In the Shadow of Dictatorship: Creating the Museum of Spanish Abstract Art
During an era when Spanish artists found success abroad yet struggled for recognition at home, artist, critic, and collector Fernando Zóbel (1924–1984) established the Museo de Arte Abstracto Español in Cuenca (Castilla-La Mancha) on July 1, 1966, the first institution of its kind within Spain. More than forty highlights from its remarkable collection—most coming to the U.S. for the first time—tell the story of this pioneering artists’ museum and explore the rich panorama of abstract Spanish art during the middle of the twentieth century and under the Francoist regime.
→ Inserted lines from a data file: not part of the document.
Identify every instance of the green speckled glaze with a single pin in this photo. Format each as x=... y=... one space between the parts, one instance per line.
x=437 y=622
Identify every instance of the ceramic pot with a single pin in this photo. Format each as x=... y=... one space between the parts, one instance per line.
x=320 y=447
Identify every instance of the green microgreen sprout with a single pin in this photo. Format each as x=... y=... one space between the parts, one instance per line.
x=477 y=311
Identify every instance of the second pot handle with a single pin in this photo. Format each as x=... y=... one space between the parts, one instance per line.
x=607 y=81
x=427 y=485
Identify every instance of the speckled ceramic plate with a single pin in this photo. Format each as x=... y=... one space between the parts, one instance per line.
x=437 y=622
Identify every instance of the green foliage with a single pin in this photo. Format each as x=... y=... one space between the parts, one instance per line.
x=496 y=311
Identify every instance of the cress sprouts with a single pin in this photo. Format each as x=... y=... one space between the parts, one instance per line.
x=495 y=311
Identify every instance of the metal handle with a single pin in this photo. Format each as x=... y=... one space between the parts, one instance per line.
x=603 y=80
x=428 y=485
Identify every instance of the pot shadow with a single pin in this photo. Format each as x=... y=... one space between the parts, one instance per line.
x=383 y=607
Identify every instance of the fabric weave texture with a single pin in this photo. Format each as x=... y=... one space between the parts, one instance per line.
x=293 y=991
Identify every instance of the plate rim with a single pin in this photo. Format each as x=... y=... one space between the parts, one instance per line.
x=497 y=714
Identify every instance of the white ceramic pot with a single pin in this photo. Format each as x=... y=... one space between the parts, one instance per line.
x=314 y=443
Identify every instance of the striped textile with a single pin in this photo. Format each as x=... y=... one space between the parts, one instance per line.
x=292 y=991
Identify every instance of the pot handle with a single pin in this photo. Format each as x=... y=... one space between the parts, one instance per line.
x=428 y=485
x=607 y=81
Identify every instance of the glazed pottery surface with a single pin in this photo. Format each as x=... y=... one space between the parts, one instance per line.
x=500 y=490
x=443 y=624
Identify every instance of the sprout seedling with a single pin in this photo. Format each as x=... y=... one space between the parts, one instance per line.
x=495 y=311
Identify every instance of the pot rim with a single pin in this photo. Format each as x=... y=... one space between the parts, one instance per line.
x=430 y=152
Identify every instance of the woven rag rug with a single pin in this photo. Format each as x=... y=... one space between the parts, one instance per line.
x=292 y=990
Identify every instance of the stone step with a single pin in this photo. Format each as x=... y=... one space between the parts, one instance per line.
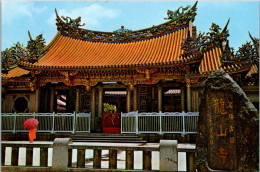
x=110 y=141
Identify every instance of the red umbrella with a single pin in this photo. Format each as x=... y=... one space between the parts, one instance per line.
x=31 y=123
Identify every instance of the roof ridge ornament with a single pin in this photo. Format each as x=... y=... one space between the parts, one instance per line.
x=69 y=27
x=187 y=14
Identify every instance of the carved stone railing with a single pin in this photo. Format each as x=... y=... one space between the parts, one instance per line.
x=62 y=155
x=48 y=122
x=160 y=123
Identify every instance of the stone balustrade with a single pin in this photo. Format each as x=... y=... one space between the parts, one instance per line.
x=62 y=155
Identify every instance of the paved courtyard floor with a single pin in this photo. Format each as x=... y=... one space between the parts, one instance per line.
x=89 y=156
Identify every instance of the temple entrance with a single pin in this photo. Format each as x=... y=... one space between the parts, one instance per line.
x=114 y=102
x=171 y=100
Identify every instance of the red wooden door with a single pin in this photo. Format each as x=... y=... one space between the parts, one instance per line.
x=111 y=122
In the late 1950s, as Zóbel was becoming a friend to artists such as Antoni Tàpies, Eduardo Chillida, Antonio Saura and Luis Feito, among others, the question of how to promote and ensure awareness of their works in Francoist Spain—culturally isolated and lacking an infrastructure to support the artistic avant-garde— acquired for him a special urgency. He perceived the need to provide Spanish abstract art and its future public with a permanent headquarters through the foundation of an independent museum. At that time, the Casas Colgadas (Hanging Houses) of Cuenca, a set of Gothic buildings that “hang” at two hundred meters above the bend of the Huécar River, were being rehabilitated, and Zóbel felt that their architectural charm and the beauty of their geographical location complemented and even surpassed his vision of a space appropriate for an abstract art museum. Once the location of the museum was decided, he cultivated a management team made up entirely of artists, including Gustavo Torner, Gerardo Rueda, Antonio Lorenzo, Eusebio Sempere, Fernando Nuño, Jordi Teixidor and José María Yturralde.
In 1969 the collection was expanded to include works by women artists; that same year the museum opened a graphic work workshop with a printing press, which attracted numerous engravers, painters, and sculptors, and turned the city into an authentic artistic colony. The workshop, with its production of engravings and multiples, also facilitated the propagation of Spanish abstract art throughout the country. Additionally, the museum awarded scholarships to young Spanish artists, and invited them to participate in the development and operation of the museum.
In 1980, Zóbel donated the museum’s collection of nearly 700 works and his personal library to Fundación Juan March, an institution prepared to preserve of the space, the collection, and the museum project. Since Zóbel’s death in 1984, the Foundation has continued the museum’s mission through select acquisitions, a permanent program of exhibitions, and educational activities. The museum’s scheduled closure in 2022-2023 for work on its climate control system has provided an opportunity for it to make its collection and history known to a larger public with this traveling exhibition; Mellon Curatorial Fellow Clarisse Fava-Piz curates its stop at the Meadows Museum, the collection’s only U.S. venue. The show will be accompanied by an exhibition catalogue, the first major scholarly publication on the collection of the Museo de Arte Abstracto Español in English.